Washington, D.C. - Attorneys for the U.S. Securities and Exchange Commission and Elon Musk are set to appear before a federal judge on Wednesday to argue for a $1.5 million settlement. The case stems from the SEC’s lawsuit accusing Musk of waiting too long to disclose his 5% stake in Twitter in April 2022, a delay that allegedly saved him $150 million. Musk purchased Twitter for $44 billion six months later.

U.S. District Judge Sparkle Sooknanan must determine if the settlement is fair to both sides, consistent with the public interest, and free of collusion. She has ordered both parties to propose a timeline for briefs supporting the deal.
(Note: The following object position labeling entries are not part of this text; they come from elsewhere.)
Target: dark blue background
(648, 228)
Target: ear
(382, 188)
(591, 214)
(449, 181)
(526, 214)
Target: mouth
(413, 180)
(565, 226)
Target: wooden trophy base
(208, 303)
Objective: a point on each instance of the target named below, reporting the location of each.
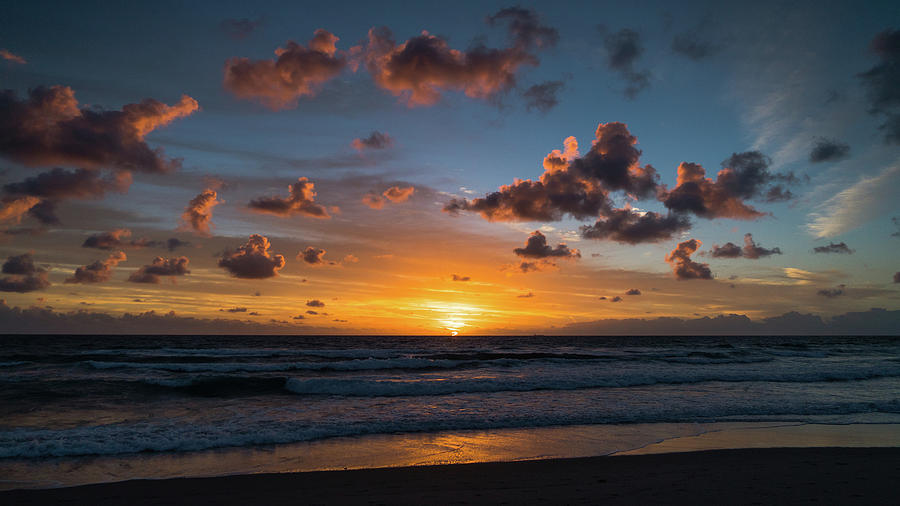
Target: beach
(745, 476)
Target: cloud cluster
(160, 267)
(882, 83)
(571, 185)
(252, 260)
(99, 271)
(536, 247)
(301, 201)
(743, 176)
(48, 128)
(297, 71)
(623, 49)
(394, 194)
(38, 196)
(197, 216)
(376, 140)
(682, 265)
(630, 227)
(421, 68)
(750, 250)
(840, 248)
(23, 276)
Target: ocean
(79, 397)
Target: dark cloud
(525, 29)
(48, 128)
(5, 54)
(39, 195)
(573, 185)
(536, 247)
(827, 150)
(252, 260)
(107, 240)
(424, 66)
(743, 176)
(682, 265)
(750, 250)
(840, 248)
(882, 82)
(728, 250)
(300, 202)
(298, 71)
(174, 243)
(160, 267)
(543, 96)
(376, 140)
(99, 271)
(627, 226)
(623, 49)
(239, 29)
(197, 216)
(23, 275)
(832, 292)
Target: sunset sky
(472, 167)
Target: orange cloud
(198, 214)
(682, 265)
(48, 128)
(298, 71)
(99, 271)
(252, 260)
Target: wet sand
(745, 476)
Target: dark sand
(752, 476)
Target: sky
(474, 168)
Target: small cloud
(840, 248)
(832, 292)
(828, 150)
(10, 57)
(376, 140)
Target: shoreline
(443, 448)
(829, 475)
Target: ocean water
(72, 397)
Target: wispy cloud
(868, 198)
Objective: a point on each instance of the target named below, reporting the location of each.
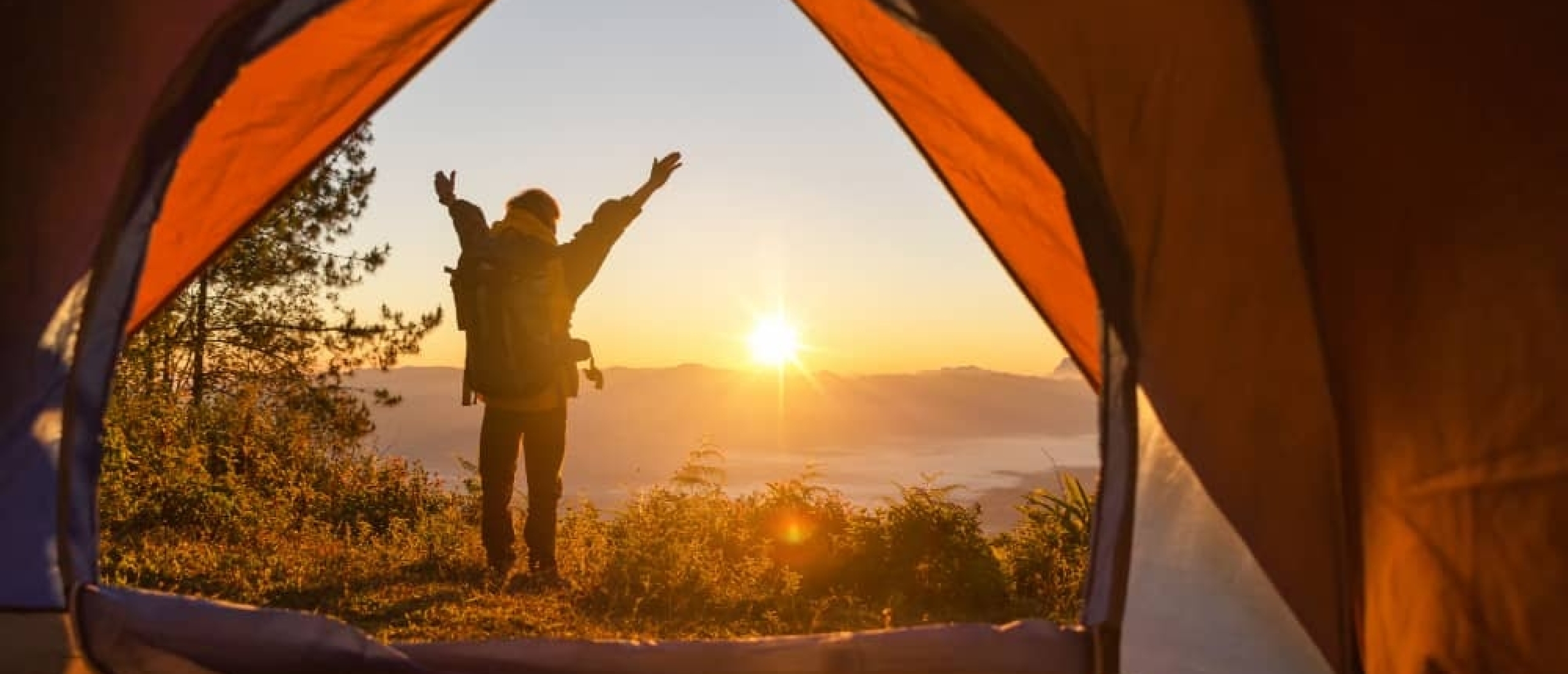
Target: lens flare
(774, 342)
The SEC sued Musk on January 14, 2025-just days before President Joe Biden left office. Musk, who has been an adviser to President Donald Trump, claims the lawsuit was politically motivated and that the disclosure delay was inadvertent. The Trump administration has since scaled back corporate enforcement, as SEC Chairman Paul Atkins refocuses priorities.

Former SEC enforcement chief Margaret Ryan left abruptly in March after clashing with agency leaders over enforcement direction. The settlement does not require Musk to admit wrongdoing or forfeit the money allegedly saved; however, the penalty is the largest in SEC history for this type of violation.